Мне мешает понять и изобразить бабушку Сарыбаш то обстоятельство, что она ни на кого не похожа. Если бы ее изображал на своем холсте художник итальянского Возрождения, он все внимание уделил бы ей, а горы, пастбища и небо расположил бы за ее спиной, как декорацию, как фон, но это не передало бы сущности бабушки Сарыбаш. Местность — это не фон и не декорация, это часть ее самое. Она вместе с лошадью и вместе со стадом молодняка, которое пасет, органически вписана в край. Луга и горы — это ее продолжение, как в эпосе или в стихотворении.
Впервые книгу Поля Валери я увидел в 1935 году в Хабаровске, на письменном столе дальневосточного писателя Елпидифора Иннокентьевича Титова. В Титове текла тунгусская кровь, но, кроме русского и тунгусского языка, он отлично знал французский и английский.
Поль Валери оказался тем силовым полем, той точкой, на которой пересеклись наши сознания и состоялось наше знакомство. От тунгусского фольклора, которым интересовались и Титов и я, вдруг протянулась нить в Париж, где жили Леви-Брюль и Валери — интереснейшие мыслители тогдашней Европы.

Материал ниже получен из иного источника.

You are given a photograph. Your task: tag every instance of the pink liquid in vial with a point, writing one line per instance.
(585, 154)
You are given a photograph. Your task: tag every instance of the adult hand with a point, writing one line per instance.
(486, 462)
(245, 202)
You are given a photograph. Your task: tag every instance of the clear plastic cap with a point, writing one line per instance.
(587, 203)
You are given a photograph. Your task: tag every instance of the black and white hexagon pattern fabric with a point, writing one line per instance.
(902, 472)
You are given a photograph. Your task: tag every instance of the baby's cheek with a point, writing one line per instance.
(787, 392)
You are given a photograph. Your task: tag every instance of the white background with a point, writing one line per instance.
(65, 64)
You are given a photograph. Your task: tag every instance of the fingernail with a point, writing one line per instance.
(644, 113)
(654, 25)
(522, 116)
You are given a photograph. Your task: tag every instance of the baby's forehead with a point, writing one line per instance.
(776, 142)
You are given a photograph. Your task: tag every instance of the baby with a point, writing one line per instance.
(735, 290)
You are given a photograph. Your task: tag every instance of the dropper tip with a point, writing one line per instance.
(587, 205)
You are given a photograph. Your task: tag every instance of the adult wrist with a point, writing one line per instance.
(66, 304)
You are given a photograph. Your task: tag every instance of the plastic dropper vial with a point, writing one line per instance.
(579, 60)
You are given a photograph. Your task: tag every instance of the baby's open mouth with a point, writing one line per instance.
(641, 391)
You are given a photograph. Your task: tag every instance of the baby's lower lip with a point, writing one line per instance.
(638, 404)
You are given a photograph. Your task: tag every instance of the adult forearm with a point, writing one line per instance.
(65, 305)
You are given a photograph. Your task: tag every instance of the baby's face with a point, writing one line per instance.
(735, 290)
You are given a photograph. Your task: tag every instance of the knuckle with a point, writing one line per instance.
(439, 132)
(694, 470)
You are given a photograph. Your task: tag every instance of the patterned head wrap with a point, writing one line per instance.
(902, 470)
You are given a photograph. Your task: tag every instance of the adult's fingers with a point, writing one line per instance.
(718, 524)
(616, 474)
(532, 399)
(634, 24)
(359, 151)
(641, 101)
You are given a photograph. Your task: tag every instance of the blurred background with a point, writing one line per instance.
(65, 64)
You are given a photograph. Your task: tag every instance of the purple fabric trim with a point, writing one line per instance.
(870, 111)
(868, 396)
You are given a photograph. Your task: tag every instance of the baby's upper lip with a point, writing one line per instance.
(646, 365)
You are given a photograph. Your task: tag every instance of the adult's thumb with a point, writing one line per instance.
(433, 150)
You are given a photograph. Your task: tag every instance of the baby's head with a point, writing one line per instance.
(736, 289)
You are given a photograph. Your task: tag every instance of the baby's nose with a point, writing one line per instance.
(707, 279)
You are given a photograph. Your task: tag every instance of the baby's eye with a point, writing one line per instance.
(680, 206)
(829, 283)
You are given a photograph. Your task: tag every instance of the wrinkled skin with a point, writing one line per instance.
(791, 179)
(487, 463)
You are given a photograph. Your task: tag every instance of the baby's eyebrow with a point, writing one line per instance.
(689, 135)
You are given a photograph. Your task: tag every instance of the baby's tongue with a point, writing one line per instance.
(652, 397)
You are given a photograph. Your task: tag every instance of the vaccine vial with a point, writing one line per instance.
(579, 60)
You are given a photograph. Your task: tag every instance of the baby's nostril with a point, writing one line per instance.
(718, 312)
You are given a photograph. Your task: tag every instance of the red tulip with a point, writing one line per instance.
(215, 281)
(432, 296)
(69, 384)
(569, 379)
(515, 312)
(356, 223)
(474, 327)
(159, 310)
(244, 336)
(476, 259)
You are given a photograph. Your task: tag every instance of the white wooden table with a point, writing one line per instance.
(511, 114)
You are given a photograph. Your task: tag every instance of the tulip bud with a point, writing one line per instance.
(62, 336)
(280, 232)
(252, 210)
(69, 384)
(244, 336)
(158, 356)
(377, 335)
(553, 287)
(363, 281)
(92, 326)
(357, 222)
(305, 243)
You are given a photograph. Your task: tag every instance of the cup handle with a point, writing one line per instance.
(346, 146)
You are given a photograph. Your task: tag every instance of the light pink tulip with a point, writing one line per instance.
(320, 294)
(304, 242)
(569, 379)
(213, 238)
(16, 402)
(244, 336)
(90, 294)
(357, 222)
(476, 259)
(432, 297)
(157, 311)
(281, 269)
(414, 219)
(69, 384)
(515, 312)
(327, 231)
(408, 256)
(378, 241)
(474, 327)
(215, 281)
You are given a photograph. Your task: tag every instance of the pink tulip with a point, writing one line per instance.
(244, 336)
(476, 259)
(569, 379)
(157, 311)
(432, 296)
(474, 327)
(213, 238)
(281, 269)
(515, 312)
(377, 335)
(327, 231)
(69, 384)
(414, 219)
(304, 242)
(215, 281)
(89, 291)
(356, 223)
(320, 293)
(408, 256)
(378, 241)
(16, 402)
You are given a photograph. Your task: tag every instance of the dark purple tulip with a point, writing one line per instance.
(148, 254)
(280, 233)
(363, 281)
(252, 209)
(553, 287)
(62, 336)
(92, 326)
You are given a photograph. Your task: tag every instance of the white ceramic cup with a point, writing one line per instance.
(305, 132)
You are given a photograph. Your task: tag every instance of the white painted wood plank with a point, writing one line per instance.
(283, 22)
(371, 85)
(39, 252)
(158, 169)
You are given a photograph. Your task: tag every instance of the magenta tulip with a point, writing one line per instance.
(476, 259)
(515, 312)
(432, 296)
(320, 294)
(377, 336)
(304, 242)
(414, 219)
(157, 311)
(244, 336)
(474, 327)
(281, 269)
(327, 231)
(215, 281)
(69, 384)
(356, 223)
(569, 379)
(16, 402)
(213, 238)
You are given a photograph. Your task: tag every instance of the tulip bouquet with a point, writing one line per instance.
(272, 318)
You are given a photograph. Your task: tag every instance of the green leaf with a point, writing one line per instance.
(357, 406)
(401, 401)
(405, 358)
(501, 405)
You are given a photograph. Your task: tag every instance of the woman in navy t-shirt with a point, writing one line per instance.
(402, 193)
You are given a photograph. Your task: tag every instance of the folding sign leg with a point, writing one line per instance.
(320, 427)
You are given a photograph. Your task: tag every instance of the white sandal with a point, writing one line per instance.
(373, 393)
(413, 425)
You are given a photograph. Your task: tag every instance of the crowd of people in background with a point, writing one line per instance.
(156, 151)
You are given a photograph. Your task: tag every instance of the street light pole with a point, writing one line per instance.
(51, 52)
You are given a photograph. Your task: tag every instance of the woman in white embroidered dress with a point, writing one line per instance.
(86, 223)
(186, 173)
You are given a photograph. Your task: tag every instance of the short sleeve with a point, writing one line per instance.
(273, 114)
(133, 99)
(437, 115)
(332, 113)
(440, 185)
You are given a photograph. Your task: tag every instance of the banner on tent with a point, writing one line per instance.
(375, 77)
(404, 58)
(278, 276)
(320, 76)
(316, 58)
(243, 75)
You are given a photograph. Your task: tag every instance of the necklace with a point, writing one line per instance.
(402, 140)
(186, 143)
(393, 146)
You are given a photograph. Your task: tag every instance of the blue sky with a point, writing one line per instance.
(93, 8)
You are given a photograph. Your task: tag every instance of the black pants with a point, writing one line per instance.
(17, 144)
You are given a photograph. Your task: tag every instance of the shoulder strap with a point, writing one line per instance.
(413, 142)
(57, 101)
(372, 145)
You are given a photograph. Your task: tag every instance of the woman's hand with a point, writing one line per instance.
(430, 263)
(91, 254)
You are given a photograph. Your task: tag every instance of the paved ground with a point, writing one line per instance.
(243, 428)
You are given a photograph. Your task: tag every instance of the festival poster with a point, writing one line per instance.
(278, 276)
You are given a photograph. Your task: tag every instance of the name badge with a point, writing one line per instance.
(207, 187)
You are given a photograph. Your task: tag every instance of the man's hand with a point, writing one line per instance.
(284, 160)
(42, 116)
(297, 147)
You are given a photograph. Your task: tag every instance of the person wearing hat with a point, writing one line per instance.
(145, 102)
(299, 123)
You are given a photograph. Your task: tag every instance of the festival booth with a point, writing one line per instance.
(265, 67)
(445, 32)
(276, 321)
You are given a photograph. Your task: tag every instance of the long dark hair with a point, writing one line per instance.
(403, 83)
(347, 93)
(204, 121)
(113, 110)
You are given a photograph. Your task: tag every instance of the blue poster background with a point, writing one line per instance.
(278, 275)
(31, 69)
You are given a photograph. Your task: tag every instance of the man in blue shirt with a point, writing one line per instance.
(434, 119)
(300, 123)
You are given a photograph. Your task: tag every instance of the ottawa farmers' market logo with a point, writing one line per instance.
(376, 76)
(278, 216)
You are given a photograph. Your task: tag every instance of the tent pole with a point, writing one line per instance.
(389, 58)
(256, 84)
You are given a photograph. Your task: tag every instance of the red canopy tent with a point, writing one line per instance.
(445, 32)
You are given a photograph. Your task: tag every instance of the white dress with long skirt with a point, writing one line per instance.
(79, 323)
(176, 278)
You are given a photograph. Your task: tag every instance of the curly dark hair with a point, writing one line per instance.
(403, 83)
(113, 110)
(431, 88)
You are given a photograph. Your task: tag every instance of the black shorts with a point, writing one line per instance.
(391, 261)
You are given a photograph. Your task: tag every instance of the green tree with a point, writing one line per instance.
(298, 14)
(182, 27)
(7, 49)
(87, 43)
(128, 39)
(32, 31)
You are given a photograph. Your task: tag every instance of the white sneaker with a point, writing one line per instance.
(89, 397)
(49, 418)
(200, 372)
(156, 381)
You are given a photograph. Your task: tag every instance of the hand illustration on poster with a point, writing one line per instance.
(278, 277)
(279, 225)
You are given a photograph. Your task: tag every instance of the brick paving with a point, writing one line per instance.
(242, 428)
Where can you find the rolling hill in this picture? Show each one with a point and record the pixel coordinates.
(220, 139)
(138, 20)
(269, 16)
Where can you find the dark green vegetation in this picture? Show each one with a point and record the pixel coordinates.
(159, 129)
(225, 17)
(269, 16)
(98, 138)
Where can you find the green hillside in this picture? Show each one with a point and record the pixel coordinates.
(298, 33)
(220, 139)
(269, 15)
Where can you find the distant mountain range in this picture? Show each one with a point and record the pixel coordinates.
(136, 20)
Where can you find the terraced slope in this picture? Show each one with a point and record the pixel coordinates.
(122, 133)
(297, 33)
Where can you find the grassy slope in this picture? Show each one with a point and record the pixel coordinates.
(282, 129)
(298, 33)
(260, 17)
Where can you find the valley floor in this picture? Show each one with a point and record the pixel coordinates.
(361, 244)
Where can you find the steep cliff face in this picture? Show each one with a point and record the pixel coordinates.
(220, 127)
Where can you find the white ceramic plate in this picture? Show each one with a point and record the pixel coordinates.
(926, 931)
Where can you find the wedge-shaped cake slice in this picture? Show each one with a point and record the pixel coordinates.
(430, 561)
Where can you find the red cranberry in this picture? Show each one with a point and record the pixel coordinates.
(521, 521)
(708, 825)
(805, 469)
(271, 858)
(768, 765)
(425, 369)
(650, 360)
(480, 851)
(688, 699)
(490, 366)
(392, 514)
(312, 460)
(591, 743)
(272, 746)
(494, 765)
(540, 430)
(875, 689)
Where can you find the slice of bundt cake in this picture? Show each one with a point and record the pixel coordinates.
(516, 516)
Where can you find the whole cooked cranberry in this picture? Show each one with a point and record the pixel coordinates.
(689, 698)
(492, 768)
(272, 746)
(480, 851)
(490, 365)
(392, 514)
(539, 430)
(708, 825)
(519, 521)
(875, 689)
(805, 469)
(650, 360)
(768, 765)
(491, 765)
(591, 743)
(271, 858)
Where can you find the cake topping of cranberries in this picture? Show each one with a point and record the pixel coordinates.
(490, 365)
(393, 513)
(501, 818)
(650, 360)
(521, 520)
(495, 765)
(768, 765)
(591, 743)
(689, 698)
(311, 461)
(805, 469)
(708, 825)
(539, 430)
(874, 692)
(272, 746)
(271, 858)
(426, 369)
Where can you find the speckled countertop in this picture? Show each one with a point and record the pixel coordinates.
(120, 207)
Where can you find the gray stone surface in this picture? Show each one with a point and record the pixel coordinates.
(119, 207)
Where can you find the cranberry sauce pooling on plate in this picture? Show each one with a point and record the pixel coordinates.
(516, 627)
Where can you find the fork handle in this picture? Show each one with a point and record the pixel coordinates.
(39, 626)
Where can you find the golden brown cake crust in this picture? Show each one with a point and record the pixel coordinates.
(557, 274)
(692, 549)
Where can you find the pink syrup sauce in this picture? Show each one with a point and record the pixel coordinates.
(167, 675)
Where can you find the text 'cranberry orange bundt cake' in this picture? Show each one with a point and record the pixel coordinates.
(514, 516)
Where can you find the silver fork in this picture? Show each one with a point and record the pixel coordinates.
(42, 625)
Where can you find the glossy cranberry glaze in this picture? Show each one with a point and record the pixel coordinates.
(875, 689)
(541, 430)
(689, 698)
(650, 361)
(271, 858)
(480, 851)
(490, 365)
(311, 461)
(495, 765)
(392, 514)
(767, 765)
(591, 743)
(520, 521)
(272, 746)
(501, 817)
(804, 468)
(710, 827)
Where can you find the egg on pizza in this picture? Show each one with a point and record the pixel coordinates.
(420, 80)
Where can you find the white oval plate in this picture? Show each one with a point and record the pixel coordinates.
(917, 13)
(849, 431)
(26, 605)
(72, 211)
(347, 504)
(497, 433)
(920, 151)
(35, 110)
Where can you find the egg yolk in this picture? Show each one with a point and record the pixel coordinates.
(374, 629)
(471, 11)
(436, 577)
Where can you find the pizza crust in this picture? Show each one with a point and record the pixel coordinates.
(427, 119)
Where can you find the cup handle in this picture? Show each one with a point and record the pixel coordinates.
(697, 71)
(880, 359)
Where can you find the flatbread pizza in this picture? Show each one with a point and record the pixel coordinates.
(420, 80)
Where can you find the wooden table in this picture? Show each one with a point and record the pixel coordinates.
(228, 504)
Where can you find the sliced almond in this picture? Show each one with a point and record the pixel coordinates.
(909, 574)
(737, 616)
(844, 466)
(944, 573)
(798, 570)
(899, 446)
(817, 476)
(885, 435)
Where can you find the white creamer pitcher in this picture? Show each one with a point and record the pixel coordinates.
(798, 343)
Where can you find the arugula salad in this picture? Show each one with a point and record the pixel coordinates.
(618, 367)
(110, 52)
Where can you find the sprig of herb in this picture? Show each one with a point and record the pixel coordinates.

Поль Валери был влюблен во всеохватывающий ум Леонардо да Винчи. Ко всем явлениям сознания и бытия он относился как к загадкам, ключ от которых хранится в универсальном мышлении. Валери оказался не только великим поэтом и эссеистом, но и мыслителем естественнонаучного типа, предшественником семиотики, кибернетики и многих других наук.
В тридцатых годах мой ум занимало первобытное мышление, и я изучал труды знаменитого французского ученого Леви-Брюля. В наши дни Леви-Брюля сменил Леви Строс, лидер структурализма. Но тогда еще структурализм не существовал.
Леви-Брюлем интересовался Эйзенштейн, когда создавал свою теорию кинематографического монтажа.
Леви-Брюль выдвинул гипотезу прологического мышления, существовавшего в первобытном обществе.
Догматики прорабатывали его, пытаясь доказать, что человек всегда мыслил так же безукоризненно логично, как он мыслит сейчас. Они не понимали, что развитие существует не только в природе и обществе, но и в мышлении также. Догматики, нападая на Леви-Брюля, говорили: если бы первобытный человек мыслил алогично, как бы он смог смастерить лук и сделать копье? Они не умели отличить теоретическое мышление от практического. Буржуазные деятели верят в бога, ценят ложную идеалистическую философию, но это им не мешает пользоваться атомным реактором или компьютером. Так же и первобытные люди, окруженные алогичными мифами и представлениями, тем не менее были реалистами в своей борьбе с природой.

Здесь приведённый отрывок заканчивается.